Paola Sproul: Thompsons Solicitors to make case at UKSC for better consumer protection laws
Thompsons Solicitors will be at the Supreme Court on Thursday to make a case for stronger consumer protection laws.
Decisions by English courts over the years, including the Court of Appeal, have created a loophole that allows companies to create and sell dangerous products with impunity.
The case of Hastings v Finsbury & Stryker relates specifically to a metal on metal hip replacement. It is claimed Mr Hastings suffered injury due to the release of metal debris. But the point being tested if far more widely applicable. Mr Hasting’s claim is that the product (hip) was defective and the defenders were therefore in breach of the Consumer Protection Act 1987.
Thompsons have been pursuing this case, along with various other related cases, for a number of years. There have been two unsuccessful Court of Session decisions and this Supreme Court hearing is the last throw of the dice.
There is a huge imbalance of power here. Mr Hastings is an individual person. The defenders are wealthy international orthopaedic companies. This has been a very expensive litigation and without a strong legal team an individual pursuer is unlikely to be able to fund their case.
Mr Hastings has been unable to prove his case so far because the defender withdrew the product from market before sufficient evidence could be gathered to prove the extent of the fault. The system is clearly unfair. The deck is loaded against consumers. After years of campaigning for better consumer protection when it comes to the safety of medical devices, we have now made every effort possible to redress the imbalance and make a difference for the benefit of all consumers.
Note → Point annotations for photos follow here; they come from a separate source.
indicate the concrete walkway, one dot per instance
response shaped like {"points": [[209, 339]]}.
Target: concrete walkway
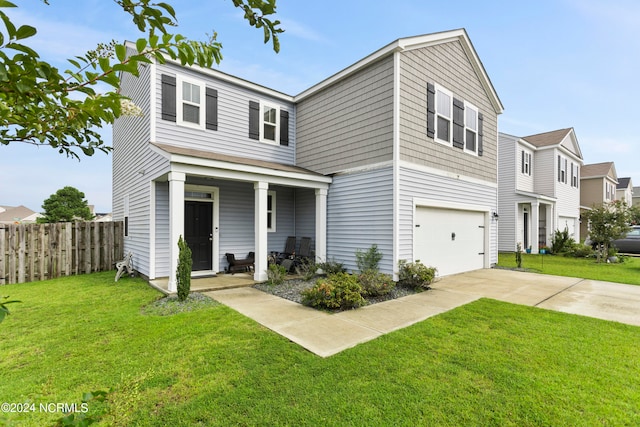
{"points": [[327, 334]]}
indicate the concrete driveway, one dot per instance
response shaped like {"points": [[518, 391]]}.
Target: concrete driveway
{"points": [[326, 334]]}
The first judge to hear the case was Lord Tyre. He held that the pursuer had prima facie powerful evidence that the product was not performing in accordance with what he ought to have been able to expect but found in the defender’s favour because Mr Hastings could not provide sufficient evidence to support that – because the defender had withdrawn the product from market.
This is a legal loophole, created by previous product liability cases (mainly in England) which Thompsons are pushing to set right. The law as it stands does not provide consumer with the safety that they should be entitled to. The imbalance and unfairness is apparent.
The appeal hearing will represent the culmination of a long journey since the initial three-week proof in this case in back in May 2019. The appeal in this case will have a significant impact not only in determining the safety of a product under consumer protection legislation, but also the evidential standard for proving this. This will be a significant decision which will affect consumers in all corners of the UK.